İlk insanlardan kalan mağara resimleri sadece dekoratif bir süsleme mi yoksa önemli bazı olayları anlatan birer hikaye mi olduğu hala gizemini korumaktadır. Bugün kullandığımız yazıların dahi tabiattan ilham alınarak soyutlanmış şekiller olduğu düşünülürse eskiden beri resim ve tasvirlerin iyi bir iletişim dli olduğu açıkça görülmektedir.
Eski Mısır, Sümer, Hitit, Uygur, Arap, Çin, Hint, Kril ve Latin yazıları gibi pekçok alfabe tabiattaki şekil ve resimlerin ya aynen kullanılması ya da soyutlanması ile geliştirilmiştir.
Antik Mısır Hiyeroglif yazısı çeşitli resim ve sembollerden oluşur. İnsan, hayvan ve bitki figürlerinin yer aldığı bu şekillerin sırrı 1800'lü yıllarda çözülünceye kadar, Hiyeroglifler seyyahlar için Piramitlerin duvarlarını süsleyen dekoratif resimlerden başka birşey değildi.

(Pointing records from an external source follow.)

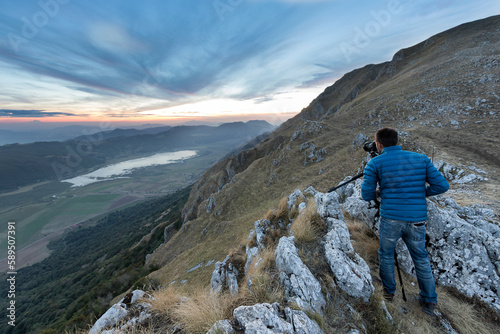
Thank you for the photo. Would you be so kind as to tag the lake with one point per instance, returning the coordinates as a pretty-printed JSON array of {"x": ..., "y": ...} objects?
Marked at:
[{"x": 116, "y": 171}]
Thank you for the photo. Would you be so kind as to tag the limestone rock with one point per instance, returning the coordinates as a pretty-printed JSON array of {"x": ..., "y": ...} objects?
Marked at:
[
  {"x": 221, "y": 327},
  {"x": 294, "y": 197},
  {"x": 300, "y": 284},
  {"x": 225, "y": 276},
  {"x": 359, "y": 141},
  {"x": 126, "y": 308},
  {"x": 351, "y": 272},
  {"x": 112, "y": 316},
  {"x": 266, "y": 318},
  {"x": 464, "y": 254},
  {"x": 328, "y": 205},
  {"x": 261, "y": 230}
]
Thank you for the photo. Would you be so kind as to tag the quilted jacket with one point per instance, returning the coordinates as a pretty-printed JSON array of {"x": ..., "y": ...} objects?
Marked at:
[{"x": 402, "y": 177}]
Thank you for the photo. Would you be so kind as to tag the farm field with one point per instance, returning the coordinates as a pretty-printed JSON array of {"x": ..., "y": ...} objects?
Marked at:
[{"x": 44, "y": 211}]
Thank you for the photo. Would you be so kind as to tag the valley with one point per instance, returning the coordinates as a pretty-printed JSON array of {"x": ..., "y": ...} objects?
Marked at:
[{"x": 44, "y": 211}]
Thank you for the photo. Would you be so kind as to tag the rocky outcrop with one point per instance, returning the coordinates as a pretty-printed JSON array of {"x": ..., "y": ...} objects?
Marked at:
[
  {"x": 299, "y": 283},
  {"x": 124, "y": 313},
  {"x": 224, "y": 277},
  {"x": 458, "y": 175},
  {"x": 465, "y": 252},
  {"x": 463, "y": 243},
  {"x": 351, "y": 272},
  {"x": 266, "y": 318},
  {"x": 311, "y": 153}
]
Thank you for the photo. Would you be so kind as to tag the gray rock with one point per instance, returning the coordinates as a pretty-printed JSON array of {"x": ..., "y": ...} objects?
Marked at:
[
  {"x": 359, "y": 141},
  {"x": 112, "y": 317},
  {"x": 300, "y": 284},
  {"x": 225, "y": 276},
  {"x": 221, "y": 327},
  {"x": 350, "y": 271},
  {"x": 251, "y": 255},
  {"x": 463, "y": 255},
  {"x": 266, "y": 318},
  {"x": 293, "y": 198},
  {"x": 328, "y": 205},
  {"x": 261, "y": 228}
]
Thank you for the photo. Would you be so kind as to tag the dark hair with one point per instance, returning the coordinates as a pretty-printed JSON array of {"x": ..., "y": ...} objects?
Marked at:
[{"x": 387, "y": 137}]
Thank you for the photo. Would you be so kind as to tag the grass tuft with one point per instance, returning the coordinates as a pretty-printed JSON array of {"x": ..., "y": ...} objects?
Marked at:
[{"x": 308, "y": 226}]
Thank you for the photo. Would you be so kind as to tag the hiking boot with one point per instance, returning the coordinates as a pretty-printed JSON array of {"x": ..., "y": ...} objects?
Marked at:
[
  {"x": 428, "y": 308},
  {"x": 388, "y": 296}
]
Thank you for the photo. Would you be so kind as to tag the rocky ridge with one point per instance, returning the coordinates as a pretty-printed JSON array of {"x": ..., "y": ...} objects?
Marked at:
[{"x": 427, "y": 92}]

Mısır Tarihi üzerinde araştırma yapan bilim adamları kuşkusuz bunların bir yazı olduklarını biliyorlardı. Ancak bu sembollerin ifade ettikleri manaları okuyamıyor olmanın verdiği merak ve acziyetin endişesini çekiyorlardı. Neredeyse Piramitlerde buldukları her bir tabutu ve mumyayı kendi ülkelerindeki müzelere taşıyan Fransa ve İngiltere sömürge anlayışı araştırmacılara da yeni bir bulmaca hediye etmiş oldu.

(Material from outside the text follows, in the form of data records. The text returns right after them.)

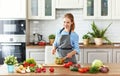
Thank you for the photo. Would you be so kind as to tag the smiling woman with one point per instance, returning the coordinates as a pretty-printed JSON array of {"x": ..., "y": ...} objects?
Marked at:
[{"x": 66, "y": 41}]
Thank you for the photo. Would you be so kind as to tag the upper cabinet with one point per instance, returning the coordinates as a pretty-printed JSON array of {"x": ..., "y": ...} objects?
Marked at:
[
  {"x": 115, "y": 9},
  {"x": 69, "y": 3},
  {"x": 97, "y": 9},
  {"x": 41, "y": 9},
  {"x": 12, "y": 9}
]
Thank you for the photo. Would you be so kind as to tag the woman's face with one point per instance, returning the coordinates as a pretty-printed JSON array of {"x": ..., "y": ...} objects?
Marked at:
[{"x": 67, "y": 23}]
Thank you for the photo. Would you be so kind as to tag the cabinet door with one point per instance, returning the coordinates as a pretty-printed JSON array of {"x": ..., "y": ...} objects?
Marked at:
[
  {"x": 97, "y": 9},
  {"x": 115, "y": 9},
  {"x": 37, "y": 54},
  {"x": 41, "y": 9},
  {"x": 104, "y": 11},
  {"x": 105, "y": 55},
  {"x": 116, "y": 55},
  {"x": 69, "y": 3},
  {"x": 80, "y": 56},
  {"x": 13, "y": 9}
]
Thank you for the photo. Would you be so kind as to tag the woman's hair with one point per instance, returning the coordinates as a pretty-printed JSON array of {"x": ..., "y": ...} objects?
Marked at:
[{"x": 71, "y": 17}]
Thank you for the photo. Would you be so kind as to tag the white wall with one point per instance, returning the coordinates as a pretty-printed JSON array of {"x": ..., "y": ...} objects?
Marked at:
[{"x": 82, "y": 26}]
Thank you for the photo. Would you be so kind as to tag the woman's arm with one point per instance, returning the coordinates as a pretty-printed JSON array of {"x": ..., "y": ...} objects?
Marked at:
[{"x": 75, "y": 44}]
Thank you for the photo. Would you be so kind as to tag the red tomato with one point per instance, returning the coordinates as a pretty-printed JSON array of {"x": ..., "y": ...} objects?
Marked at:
[
  {"x": 43, "y": 69},
  {"x": 66, "y": 65},
  {"x": 81, "y": 70},
  {"x": 32, "y": 65},
  {"x": 25, "y": 64},
  {"x": 70, "y": 63},
  {"x": 51, "y": 69}
]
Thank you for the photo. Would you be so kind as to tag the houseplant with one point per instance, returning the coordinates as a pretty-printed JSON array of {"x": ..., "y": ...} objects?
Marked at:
[
  {"x": 86, "y": 39},
  {"x": 51, "y": 38},
  {"x": 10, "y": 61},
  {"x": 99, "y": 34}
]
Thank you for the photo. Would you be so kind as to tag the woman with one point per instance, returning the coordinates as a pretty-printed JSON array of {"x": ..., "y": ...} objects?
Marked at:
[{"x": 66, "y": 41}]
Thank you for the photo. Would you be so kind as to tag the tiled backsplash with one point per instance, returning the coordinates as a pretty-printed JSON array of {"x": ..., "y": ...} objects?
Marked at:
[{"x": 46, "y": 27}]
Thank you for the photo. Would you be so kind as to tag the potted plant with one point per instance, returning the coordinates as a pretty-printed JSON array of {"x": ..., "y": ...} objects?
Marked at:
[
  {"x": 10, "y": 61},
  {"x": 99, "y": 35},
  {"x": 51, "y": 38},
  {"x": 86, "y": 39}
]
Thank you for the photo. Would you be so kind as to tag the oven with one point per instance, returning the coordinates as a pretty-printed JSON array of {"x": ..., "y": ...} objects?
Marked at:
[
  {"x": 12, "y": 45},
  {"x": 12, "y": 27}
]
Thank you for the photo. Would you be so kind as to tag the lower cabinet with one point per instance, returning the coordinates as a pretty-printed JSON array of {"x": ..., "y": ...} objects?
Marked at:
[
  {"x": 105, "y": 55},
  {"x": 37, "y": 54},
  {"x": 116, "y": 55}
]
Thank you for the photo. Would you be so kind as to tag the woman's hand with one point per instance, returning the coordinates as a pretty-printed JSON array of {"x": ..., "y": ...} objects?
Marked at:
[
  {"x": 53, "y": 50},
  {"x": 69, "y": 55}
]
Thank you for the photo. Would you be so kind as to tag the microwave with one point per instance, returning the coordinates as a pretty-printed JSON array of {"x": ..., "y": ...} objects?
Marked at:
[{"x": 12, "y": 27}]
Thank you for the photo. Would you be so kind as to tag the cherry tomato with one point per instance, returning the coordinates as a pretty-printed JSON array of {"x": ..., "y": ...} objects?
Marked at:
[
  {"x": 83, "y": 70},
  {"x": 32, "y": 65},
  {"x": 70, "y": 63},
  {"x": 51, "y": 69},
  {"x": 66, "y": 65}
]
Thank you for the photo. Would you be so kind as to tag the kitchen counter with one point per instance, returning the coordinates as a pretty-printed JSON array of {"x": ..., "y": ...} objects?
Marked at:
[
  {"x": 114, "y": 70},
  {"x": 116, "y": 45}
]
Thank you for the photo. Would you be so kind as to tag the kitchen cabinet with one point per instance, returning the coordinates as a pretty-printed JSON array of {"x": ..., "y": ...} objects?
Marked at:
[
  {"x": 12, "y": 9},
  {"x": 97, "y": 9},
  {"x": 37, "y": 53},
  {"x": 80, "y": 56},
  {"x": 41, "y": 9},
  {"x": 103, "y": 54},
  {"x": 69, "y": 4},
  {"x": 115, "y": 9},
  {"x": 116, "y": 55}
]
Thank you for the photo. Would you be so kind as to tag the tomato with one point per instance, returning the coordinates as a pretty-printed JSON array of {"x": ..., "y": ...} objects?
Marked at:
[
  {"x": 66, "y": 65},
  {"x": 32, "y": 65},
  {"x": 43, "y": 69},
  {"x": 81, "y": 70},
  {"x": 51, "y": 69},
  {"x": 70, "y": 63},
  {"x": 25, "y": 64}
]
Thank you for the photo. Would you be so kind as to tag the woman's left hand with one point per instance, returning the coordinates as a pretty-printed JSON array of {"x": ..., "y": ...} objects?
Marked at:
[{"x": 69, "y": 55}]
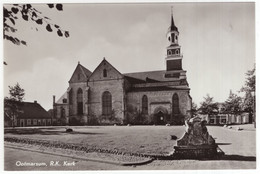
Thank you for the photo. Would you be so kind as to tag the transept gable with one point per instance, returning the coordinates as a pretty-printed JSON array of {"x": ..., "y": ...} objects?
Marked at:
[{"x": 105, "y": 71}]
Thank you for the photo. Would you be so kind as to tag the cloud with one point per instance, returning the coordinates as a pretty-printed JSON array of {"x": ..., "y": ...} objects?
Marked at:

Pariste Louvre Müzesini gezerken alt kattaki Mısır bölümünde canlandırılan piramit dehlizlerinin karanlıkları içinde yüzlerce sfenksler (insan başlı aslan heykeli), altın yaldızlarla işlenmiş resimli (hiyeroglif yazılı) hazine sandığı tabutlar ve lahidler, insan ve kedi mumyaları, eski Mısırın yazılı kaynakları olan papirüsler (kağıdın atası) ve haritalar gibi binlerce objenin yağmalanırcasına aşırılıp getirilmiş olduğunu gördüm. Hatta yanyana belki yüzden fazla resimli tabutu görünce acaba Mısır'da hiç bırakmışlar mı diye merak ettim. Louvre Müzesindeki sömürgeci hırsıyla sıkışık dizilmiş bu kadar malzemeyle adam gibi kaç müze kurulabilirdi.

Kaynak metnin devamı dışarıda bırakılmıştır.